I more or less came to the conclusion that it is impossible to write a correspondence container whose value_type is not stored directly in the container. I think this is unfortunate because I often end up wanting to have containers where the type of the value is either partially computed or assembled from non-contiguous parts (examples below, but not directly related to the question). I know how to write iterators that use proxy objects, although this is pretty annoying. But now I am wondering if the place in the C ++ standard is really for such animals. There are probably too many verbal words; tl version; dr is simple: what does paragraphs 1 and 6 of & section 24.2.5 really mean and to what extent will they violate the obvious meanings of standard algorithms? Or, in other words, how to interpret them to allow proxy iterators?
As Pete Becker points out, there really is nothing to make my containers meet the requirements for standard library containers. But in order to use a container with many standard algorithms, it must either have a compatible iterator with at least forward_iterator_tag , or it must lie about it, but still satisfy the operational (if not formal) requirements that a particular algorithm imposes on its iterators .
Here are my thoughts:
Table 96 ("23.2.1), container requirements, includes:
Expression Return type Assertion/note ------------ ------------- --------------------- X::iterator iterator type any iterator category whose value that meets the type is T forward iterator requirements. Convertible to const_iterator. a.begin() iterator; const_iterator for constant a.
Now, go ahead iterator:
& section; 24.2.5, paragraph. one:
The X class or pointer type satisfies the requirements of the advanced if & hellip;
- if X is a mutable iterator, reference is a reference to T ; if X is an iterator of const, reference is a reference to const T
It is true that for *a there is no direct requirement to return reference (where a is of type X ).
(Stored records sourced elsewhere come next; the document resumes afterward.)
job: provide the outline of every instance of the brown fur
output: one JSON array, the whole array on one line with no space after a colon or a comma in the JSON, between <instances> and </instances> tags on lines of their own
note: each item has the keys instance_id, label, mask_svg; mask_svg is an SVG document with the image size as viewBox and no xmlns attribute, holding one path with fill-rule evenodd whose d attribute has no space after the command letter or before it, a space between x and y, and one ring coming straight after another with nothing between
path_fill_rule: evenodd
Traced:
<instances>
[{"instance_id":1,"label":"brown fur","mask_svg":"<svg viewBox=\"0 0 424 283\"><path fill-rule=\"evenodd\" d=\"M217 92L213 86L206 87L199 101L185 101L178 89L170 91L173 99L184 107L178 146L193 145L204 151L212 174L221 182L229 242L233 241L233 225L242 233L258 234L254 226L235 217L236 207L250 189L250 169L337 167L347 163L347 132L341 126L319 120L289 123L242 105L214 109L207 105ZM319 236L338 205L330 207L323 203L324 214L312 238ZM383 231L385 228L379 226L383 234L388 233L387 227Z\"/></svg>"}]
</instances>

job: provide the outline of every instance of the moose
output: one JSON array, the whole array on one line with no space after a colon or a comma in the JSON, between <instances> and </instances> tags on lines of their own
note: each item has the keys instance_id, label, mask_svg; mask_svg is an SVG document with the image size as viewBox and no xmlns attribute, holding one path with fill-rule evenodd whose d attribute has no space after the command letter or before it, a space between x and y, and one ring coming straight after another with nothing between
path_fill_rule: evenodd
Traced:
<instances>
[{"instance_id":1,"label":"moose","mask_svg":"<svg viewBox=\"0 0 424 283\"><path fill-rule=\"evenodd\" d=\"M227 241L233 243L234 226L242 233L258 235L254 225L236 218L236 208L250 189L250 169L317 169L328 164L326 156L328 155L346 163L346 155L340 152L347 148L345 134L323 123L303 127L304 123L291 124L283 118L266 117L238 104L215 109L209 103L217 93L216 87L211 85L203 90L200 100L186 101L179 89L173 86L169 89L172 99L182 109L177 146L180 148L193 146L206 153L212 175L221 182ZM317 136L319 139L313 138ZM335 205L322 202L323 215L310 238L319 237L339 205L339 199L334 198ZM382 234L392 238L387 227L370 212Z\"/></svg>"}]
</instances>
Requirements:
from table 107 (input iterators) *a must be "convertible to T" if a is unsolvable.
from table 106 (iterators) *r must be of type reference , where r is of type X& and is nonsense.
However, Table 106 also indicates that ++r returns X& , therefore *++r should be a reference . In addition, (according to table 107), *a++ should be a reference , although (table 109) a[n] only needs to be "converted to link". I must say that I do not see how *a , where a is of type X and *r , where r is of type X& , may be different, but maybe I lack some subtleties.
Maybe there is a small room for manicure, but not so much; at some point you need to be prepared to create T , if you really don't have it in the container so you can provide it with a link.
But the kicker
& section; 24.2.5, paragraph. 6 ( a and b are values of type X ): If a and b are dereferenced, then a == b if and only if *a and *b attached to the same object.
I cannot find a formal definition of bound to , but it seems to me that the usual strategy for creating iterators of non-addressable objects is to create a proxy object, usually stored inside the iterator itself. In this case, it would require an extremely generous understanding of what “connected” means to interpret 24.2.5 / 6 in some way, except to prohibit comparisons of correspondence between two different iterator objects, even if they logically indicate the same position in the container.
On the other hand, I note that Dietmar Kühl, who should know, in his answer to this question says that:
C ++ 2011 got relaxed requirements, and iterators don't have to give an lvalue
So, can an iterator return a proxy server or not? If possible, what is the nature of such a proxy? Where does my reasoning that such an iterator is inappropriate fail?
As promised, several containers, the effective values of value_types will not be stored in the container in the container:
1) A compact associative container whose key and value types can be more efficiently stored in two separate vectors. (Storing keys in a vector can also improve cache compatibility, as well as reduce distribution overhead.)
2) A vector<T> , which masquerades as map<integer_type, T> , which simplifies the interaction with other types of map<X, T> .
3) A logical container formed by holding several other containers together, creating a logical value_type, which is a tuple references to value types for compressed containers. (In some applications, one or more compressed containers can be fully calculated either as a function of other values or as a serial number.)
4) A view of an aggregated type container that has only some of the values. (It is possible that both the main container and the view are tuples in which the list of view type types is a subset, possibly in a different order of types of base containers).
I am sure that other people can easily add to this list; these are only those that I have earned anyway over the past couple of months.